What about Mastodon?

While I remain an advocate for Mastodon, the open-source software powering a 'federated', decentralized ecosystem of interconnected server 'instances', it will probably never be as mainstream as Twitter arguably was. But it does not have to be: the underlying ActivityPub protocol that allows for interoperability of Mastodon servers (as well as other types of software services like YouTube and GoodReads alternatives) is hopefully powerful enough to change the world of Twitter-esque status update services for good (Read: Can ActivityPub save the internet?).

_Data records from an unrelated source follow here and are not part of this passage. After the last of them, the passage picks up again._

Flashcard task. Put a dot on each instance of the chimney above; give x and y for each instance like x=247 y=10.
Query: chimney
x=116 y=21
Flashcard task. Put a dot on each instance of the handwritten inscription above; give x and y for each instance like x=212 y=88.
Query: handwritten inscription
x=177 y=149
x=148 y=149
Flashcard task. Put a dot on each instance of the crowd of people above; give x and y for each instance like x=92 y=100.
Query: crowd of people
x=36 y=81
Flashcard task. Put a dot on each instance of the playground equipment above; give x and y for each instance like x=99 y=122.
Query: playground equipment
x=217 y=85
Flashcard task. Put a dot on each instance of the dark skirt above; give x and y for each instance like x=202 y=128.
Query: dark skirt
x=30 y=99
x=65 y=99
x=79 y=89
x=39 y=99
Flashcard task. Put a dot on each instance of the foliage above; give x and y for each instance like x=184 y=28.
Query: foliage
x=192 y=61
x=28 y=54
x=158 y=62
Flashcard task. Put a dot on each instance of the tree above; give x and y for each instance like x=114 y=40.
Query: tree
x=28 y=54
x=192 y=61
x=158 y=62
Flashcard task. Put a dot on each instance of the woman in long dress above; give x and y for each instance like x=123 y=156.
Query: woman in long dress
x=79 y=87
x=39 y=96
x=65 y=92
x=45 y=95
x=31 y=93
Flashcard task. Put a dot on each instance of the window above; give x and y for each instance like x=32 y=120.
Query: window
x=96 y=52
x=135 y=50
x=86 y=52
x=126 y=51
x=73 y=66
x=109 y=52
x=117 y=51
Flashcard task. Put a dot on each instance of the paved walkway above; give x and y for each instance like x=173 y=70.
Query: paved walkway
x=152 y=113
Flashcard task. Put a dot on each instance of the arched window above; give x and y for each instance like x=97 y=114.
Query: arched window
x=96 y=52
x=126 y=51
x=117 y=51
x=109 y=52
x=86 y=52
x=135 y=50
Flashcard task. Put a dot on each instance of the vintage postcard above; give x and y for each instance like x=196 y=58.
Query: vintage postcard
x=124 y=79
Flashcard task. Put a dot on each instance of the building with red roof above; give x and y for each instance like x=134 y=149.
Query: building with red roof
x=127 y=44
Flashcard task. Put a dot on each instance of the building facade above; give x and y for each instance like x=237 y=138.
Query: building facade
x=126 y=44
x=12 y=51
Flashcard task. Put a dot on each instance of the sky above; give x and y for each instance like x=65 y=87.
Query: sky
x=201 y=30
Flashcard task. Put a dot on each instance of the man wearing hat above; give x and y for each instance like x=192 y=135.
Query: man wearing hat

Both BlueSky as well as Threads have promised ActivityPub support and Mastodon interoperability (read The Verge's Threads is officially starting to test ActivityPub integration). Now that Threads is sucking most of the oxygen out of the room, it remains to be seen how serious their commitment to anything else but Mark Zuckerberg's personal agenda (which currently seems to be 'kill Twitter just to spite Elon') really is.

If the downfall of Twitter teaches us anything, it is perhaps that a major news and conversation platform should not be controlled by a single corporation, itself ruled by an all-powerful tech-bro billionaire. As the world appears ready to exchange Musk for Zuck, its intent appears to be to not learn that lesson.